Still, there's something perfect and different about this Cavaliers team, with so many likable and selfless basketball players surrounding the star of stars, LeBron James, the Akron kid who can beat any defender, toss the perfect pass, crash to the basket....

"LeBron is God's reward to Cleveland for the suffering," Pluto says, and he's only half-serious, but he is also absolutely half-serious. Sure, our Cleveland paranoia tingles, and even as I write these words I worry about Cleveland curses and calamities and catastrophes. Even now, I can't help but feel a bit like my Cleveland friend, magazine writer Scott Raab, who says, "I have no doubt this will end in sorrow. I don't know how. I just know I'll be watching how on ESPN Classic for the rest of my life."

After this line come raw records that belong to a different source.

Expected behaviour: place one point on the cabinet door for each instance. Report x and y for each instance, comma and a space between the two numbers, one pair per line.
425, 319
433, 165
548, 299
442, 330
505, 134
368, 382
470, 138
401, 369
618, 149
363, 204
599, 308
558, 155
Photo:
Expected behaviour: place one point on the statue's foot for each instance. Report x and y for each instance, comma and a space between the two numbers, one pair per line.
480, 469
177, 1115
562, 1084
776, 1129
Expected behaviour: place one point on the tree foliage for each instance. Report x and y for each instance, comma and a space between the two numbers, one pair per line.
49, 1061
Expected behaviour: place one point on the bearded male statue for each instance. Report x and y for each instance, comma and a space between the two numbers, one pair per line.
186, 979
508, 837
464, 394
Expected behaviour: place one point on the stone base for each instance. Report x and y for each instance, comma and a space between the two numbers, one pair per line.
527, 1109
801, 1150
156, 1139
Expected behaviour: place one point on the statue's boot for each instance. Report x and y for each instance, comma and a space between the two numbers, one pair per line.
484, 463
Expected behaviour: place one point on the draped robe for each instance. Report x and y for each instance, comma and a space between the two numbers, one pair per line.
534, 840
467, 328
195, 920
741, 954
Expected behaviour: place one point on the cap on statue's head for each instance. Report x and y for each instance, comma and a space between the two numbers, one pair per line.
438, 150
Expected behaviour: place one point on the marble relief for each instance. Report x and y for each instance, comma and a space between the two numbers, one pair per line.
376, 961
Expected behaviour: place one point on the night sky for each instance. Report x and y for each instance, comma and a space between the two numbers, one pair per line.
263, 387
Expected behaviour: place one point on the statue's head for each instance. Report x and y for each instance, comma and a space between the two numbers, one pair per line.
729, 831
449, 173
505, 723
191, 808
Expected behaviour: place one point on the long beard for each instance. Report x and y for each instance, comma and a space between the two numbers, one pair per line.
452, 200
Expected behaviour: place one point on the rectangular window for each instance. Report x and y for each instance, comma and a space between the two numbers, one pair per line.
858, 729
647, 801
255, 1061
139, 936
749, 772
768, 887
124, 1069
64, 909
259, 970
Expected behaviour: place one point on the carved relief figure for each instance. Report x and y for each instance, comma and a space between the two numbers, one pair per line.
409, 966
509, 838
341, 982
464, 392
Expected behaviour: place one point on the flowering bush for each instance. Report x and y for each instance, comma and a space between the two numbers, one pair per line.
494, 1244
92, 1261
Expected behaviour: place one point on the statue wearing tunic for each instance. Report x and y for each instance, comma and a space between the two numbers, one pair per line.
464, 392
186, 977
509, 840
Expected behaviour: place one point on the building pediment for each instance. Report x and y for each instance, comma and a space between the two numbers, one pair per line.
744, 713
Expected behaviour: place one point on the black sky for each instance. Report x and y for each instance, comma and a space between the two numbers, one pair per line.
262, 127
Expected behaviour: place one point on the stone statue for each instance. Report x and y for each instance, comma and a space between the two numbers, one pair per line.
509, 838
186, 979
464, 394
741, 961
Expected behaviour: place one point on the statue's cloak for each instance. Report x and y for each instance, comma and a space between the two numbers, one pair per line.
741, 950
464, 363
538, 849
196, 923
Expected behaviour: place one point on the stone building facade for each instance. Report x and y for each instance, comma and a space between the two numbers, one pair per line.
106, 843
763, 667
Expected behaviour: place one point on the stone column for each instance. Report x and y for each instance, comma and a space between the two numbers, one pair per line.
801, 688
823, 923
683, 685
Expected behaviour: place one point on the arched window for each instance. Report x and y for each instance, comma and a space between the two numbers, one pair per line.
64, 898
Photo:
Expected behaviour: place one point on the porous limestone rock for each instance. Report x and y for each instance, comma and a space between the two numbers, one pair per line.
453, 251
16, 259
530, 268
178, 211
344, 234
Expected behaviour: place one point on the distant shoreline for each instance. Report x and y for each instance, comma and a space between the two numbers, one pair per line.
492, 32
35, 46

But maybe not—maybe not this time. I think about the Hawks game, when LeBron had the ball on the baseline. He looked at his defender, and his face had this beautiful expression. It looked as if he was saying: "How do you want me to do this?" Then he looked left, cut right, spun, found himself under the basket, came out on the other side, scored.

Let them tell their Cleveland jokes. Right now, we are Hemingway's Paris, we are Shakespeare's London, we are Caesar's Rome. James runs back up the court to cheers that sound like rock and roll.

Note to editor: Please put Cleveland on the cover of SPORTS ILLUSTRATED. That's exactly where my hometown belongs.